Biconditional elimination is the name of two valid rules of inference of propositional logic. It allows for one to infer a conditional from a biconditional. If ( P ↔ Q ) is true, then one may infer that ( P → Q ) is true, and also that ( Q → P ) is true. For example, if it's true that I'm breathing if and only if I'm alive, then it's true that if I'm breathing, I'm alive; likewise, it's true that if I'm alive, I'm breathing.
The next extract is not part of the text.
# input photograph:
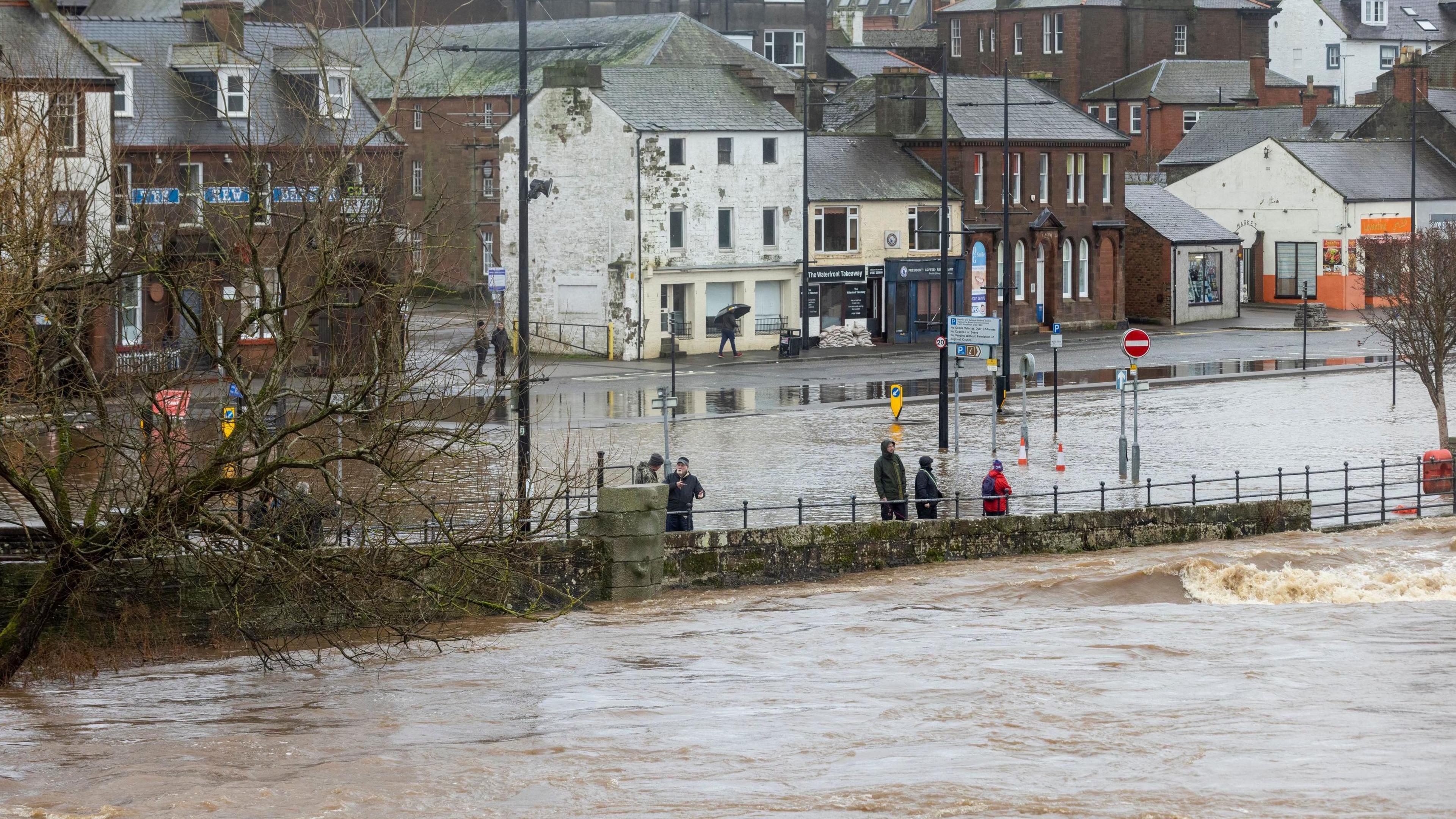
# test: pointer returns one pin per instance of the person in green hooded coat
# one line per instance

The rules can be stated formally as:
( P ↔ Q ) ∴ ( P → Q ) and
( P ↔ Q ) ∴ ( Q → P ) where the rule is that wherever an instance of " ( P ↔ Q ) " appears on a line of a proof, either " ( P → Q ) " or " ( Q → P ) " can be placed on a subsequent line;
The biconditional elimination rule may be written in sequent notation:
( P ↔ Q ) ⊢ ( P → Q ) and
( P ↔ Q ) ⊢ ( Q → P ) where ⊢ is a metalogical symbol meaning that ( P → Q ) , in the first case, and ( Q → P ) in the other are syntactic consequences of ( P ↔ Q ) in some logical system;
or as the statement of a truth-functional tautology or theorem of propositional logic:
( P ↔ Q ) → ( P → Q ) ( P ↔ Q ) → ( Q → P ) where P , and Q are propositions expressed in some formal system.